The sharp increase in the number of precarious workers tends to push wages down. Hourly compensation in the private sector fell by 9% between 1997 and 2017. The level of pensions is also falling. From 2004 to 2016, the amount of retirement allowance for a couple decreased by 5% in absolute terms.
Infrastructure

The country has one of the most efficient transport networks in the world, with almost all of its territory accessible by public transport. This ease of movement has contributed to the economic and demographic development of the country.
In Japan, the railway is the main means of passenger transport: the network of trains, subways and bullet lines (Shinkansen) is dense and very efficient.
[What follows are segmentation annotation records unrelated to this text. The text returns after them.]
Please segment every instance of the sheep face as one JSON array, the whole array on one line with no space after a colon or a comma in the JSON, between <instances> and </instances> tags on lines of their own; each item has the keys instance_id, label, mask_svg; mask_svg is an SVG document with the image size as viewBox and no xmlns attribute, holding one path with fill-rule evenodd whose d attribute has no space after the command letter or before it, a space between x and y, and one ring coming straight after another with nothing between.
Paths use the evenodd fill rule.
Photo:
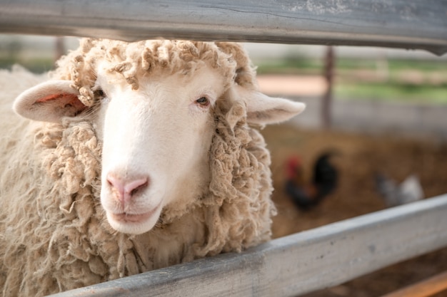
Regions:
<instances>
[{"instance_id":1,"label":"sheep face","mask_svg":"<svg viewBox=\"0 0 447 297\"><path fill-rule=\"evenodd\" d=\"M206 189L210 110L224 83L205 65L193 75L140 78L137 90L111 84L109 77L106 69L98 73L105 94L101 201L112 227L139 234L155 225L166 204L186 204Z\"/></svg>"},{"instance_id":2,"label":"sheep face","mask_svg":"<svg viewBox=\"0 0 447 297\"><path fill-rule=\"evenodd\" d=\"M186 207L208 191L219 103L238 121L256 125L282 122L304 108L246 88L236 68L224 75L215 64L199 59L189 71L140 71L136 88L109 61L99 61L90 85L96 103L86 104L73 81L52 80L23 93L14 108L36 121L94 124L103 142L101 202L107 219L119 231L139 234L155 226L166 206Z\"/></svg>"}]
</instances>

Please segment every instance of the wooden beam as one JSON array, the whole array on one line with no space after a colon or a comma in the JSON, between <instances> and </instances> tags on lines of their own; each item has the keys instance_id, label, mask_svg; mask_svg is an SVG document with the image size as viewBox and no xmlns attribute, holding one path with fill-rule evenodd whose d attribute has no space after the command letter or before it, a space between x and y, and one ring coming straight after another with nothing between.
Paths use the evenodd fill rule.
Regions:
<instances>
[{"instance_id":1,"label":"wooden beam","mask_svg":"<svg viewBox=\"0 0 447 297\"><path fill-rule=\"evenodd\" d=\"M444 0L0 0L0 32L447 52Z\"/></svg>"},{"instance_id":2,"label":"wooden beam","mask_svg":"<svg viewBox=\"0 0 447 297\"><path fill-rule=\"evenodd\" d=\"M447 246L446 213L447 194L54 296L296 296Z\"/></svg>"}]
</instances>

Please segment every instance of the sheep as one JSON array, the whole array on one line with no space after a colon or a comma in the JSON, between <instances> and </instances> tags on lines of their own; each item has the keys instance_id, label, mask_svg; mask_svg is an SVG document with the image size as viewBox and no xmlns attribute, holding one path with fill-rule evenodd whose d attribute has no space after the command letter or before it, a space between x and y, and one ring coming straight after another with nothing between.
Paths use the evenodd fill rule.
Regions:
<instances>
[{"instance_id":1,"label":"sheep","mask_svg":"<svg viewBox=\"0 0 447 297\"><path fill-rule=\"evenodd\" d=\"M9 84L18 73L1 77ZM304 105L262 94L241 46L84 38L49 80L23 75L39 83L13 87L23 90L13 104L21 116L2 110L4 296L271 238L271 160L258 128Z\"/></svg>"}]
</instances>

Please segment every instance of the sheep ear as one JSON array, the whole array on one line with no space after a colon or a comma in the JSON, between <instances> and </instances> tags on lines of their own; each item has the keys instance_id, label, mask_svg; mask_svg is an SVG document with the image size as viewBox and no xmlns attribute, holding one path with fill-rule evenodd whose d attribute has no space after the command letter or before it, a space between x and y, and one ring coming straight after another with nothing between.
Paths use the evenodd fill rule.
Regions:
<instances>
[{"instance_id":1,"label":"sheep ear","mask_svg":"<svg viewBox=\"0 0 447 297\"><path fill-rule=\"evenodd\" d=\"M78 99L79 92L70 80L49 80L31 88L17 97L13 109L31 120L61 123L63 117L74 117L86 107Z\"/></svg>"},{"instance_id":2,"label":"sheep ear","mask_svg":"<svg viewBox=\"0 0 447 297\"><path fill-rule=\"evenodd\" d=\"M301 113L306 105L288 99L269 97L238 86L238 93L247 106L247 122L267 125L284 122Z\"/></svg>"}]
</instances>

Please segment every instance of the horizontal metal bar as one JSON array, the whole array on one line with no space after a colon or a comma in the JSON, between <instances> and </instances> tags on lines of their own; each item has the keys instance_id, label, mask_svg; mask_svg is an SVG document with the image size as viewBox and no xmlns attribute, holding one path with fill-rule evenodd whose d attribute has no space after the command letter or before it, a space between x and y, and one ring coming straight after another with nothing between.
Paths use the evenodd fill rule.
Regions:
<instances>
[{"instance_id":1,"label":"horizontal metal bar","mask_svg":"<svg viewBox=\"0 0 447 297\"><path fill-rule=\"evenodd\" d=\"M446 0L0 0L0 32L447 52Z\"/></svg>"},{"instance_id":2,"label":"horizontal metal bar","mask_svg":"<svg viewBox=\"0 0 447 297\"><path fill-rule=\"evenodd\" d=\"M54 296L296 296L447 246L446 214L447 194Z\"/></svg>"}]
</instances>

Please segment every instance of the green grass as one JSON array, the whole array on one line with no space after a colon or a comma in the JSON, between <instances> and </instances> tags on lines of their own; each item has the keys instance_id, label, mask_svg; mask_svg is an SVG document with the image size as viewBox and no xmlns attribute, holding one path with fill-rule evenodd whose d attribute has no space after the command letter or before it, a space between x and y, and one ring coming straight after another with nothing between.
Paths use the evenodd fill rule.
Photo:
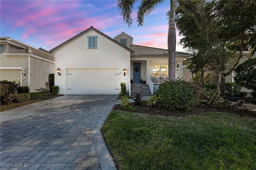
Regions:
<instances>
[{"instance_id":1,"label":"green grass","mask_svg":"<svg viewBox=\"0 0 256 170\"><path fill-rule=\"evenodd\" d=\"M208 113L184 117L113 110L102 128L120 170L256 169L256 120Z\"/></svg>"}]
</instances>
It is complemented by local bus networks, both in urban and rural areas.
Japan’s road infrastructure is well maintained and effectively covers the entire territory, down to the most remote mountainous areas. The highways are numerous, well-maintained, and punctuated by gigantic rest areas called Service Areas. These areas include restaurants, and sometimes free internet access or showers. There are also projects to duplicate major roads through the mountains (a project called Japan Corridor).
Japan also has the second-largest commercial maritime fleet in the world (see previous chapter).
The air transport network is very modern, with two airlines: Japan Airlines and All Nippon Airways.
The average download speed is 14.54 Mbps in November 2011, the ninth highest in the world.
Tourism
In 2019, tourism in Japan reached record figures with more than 32.5 million foreign visitors. In 2017, Japan ranks 16th in the world and 5th in Asia in terms of welcoming international tourists.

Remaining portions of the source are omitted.